Here’s what Google suggests when you perform a search for “Bettina Wulff” on Google’s German site:
And the same autocomplete results appear when searching on Google’s English site:
This definitely is not the first time that Google has found itself under fire for its autocomplete results. In June, Google settled out of court with French anti-discrimination groups over the charge that Google autocomplete was labeling certain celebrities as “Jewish.” Even if you or I don’t feel like being labeled “Jewish” is discriminatory, some groups do and they accused the search giant of “creating probably to greatest Jewish history file ever.”
Back in December of 2011, Google was forced to pay a $65,000 fine because one of its autocomplete suggestions labeled a French insurance company as “esroc,” meaning “crook.”
Back in April of 2011, Google lost a case in Italy and was forced to manually intervene and eliminate autocomplete suggestions that labeled one man a “truffatore” and a “truffa” (con man and fraud).
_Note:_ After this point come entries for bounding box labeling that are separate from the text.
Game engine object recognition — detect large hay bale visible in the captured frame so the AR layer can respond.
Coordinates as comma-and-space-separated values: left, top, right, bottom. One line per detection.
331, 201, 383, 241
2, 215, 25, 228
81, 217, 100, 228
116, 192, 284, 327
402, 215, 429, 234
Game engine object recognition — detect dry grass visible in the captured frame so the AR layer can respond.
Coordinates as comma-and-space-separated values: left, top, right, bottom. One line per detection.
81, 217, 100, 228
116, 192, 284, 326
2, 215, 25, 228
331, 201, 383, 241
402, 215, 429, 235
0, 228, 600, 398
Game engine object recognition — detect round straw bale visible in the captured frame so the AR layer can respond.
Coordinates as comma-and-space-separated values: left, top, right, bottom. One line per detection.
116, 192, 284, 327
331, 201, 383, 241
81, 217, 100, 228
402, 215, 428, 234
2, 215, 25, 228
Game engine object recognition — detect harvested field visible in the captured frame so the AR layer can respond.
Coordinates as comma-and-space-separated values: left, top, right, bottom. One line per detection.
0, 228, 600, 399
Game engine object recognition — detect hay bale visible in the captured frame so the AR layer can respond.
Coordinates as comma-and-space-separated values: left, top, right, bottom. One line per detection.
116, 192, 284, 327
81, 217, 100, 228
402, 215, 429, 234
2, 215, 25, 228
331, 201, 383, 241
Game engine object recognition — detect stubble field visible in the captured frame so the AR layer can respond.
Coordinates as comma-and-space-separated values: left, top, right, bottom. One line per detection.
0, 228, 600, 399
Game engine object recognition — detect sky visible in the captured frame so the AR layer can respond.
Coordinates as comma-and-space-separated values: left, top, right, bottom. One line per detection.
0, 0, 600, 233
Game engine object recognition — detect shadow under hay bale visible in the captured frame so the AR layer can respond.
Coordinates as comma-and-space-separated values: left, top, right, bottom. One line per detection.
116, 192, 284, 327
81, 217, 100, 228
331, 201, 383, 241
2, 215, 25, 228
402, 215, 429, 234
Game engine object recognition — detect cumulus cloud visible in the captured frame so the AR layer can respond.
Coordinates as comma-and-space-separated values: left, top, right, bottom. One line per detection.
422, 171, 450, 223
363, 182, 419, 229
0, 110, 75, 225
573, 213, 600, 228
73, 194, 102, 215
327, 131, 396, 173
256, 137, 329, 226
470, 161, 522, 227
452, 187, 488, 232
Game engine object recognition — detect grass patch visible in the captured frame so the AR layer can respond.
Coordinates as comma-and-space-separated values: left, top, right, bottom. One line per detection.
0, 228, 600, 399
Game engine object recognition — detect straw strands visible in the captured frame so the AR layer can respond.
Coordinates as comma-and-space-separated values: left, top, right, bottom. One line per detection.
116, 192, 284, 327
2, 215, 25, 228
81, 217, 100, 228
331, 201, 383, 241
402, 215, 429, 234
Of course, Google is not suggesting that Wulff is a prostitute, or the French President is Jewish. Google searchers are. Google’s autocomplete is based on algorithms that factor in popularity of certain searches:
“As you type, Google’s algorithm predicts and displays search queries based on other users’ search activities and the contents of web pages indexed by Google. If you’re signed in to your Google Account and have Web History enabled, you might also see search queries from relevant searches that you’ve done in the past.
Predicted queries are algorithmically determined based on a number of purely algorithmic factors (including popularity of search terms) without human intervention. The autocomplete data is updated frequently to offer fresh and rising search queries,” they say on their support page.
Google will, from time to time, intervene and alter autocomplete results. The main instances of this are with cases involving “pornography, violence, hate speech, and copyright infringement.” Today, we learned that Google is now censoring suggestions of The Pirate Bay (torrent site) in autocomplete for instance.
Google’s autocomplete results are simply expressions or current searches around the world (plus a little bit of your own personal search history). They don’t just make this stuff up. Although recent decisions would suggest that authorities in some countries feel the company has a duty to manually intervene in cases where reputation is on the line.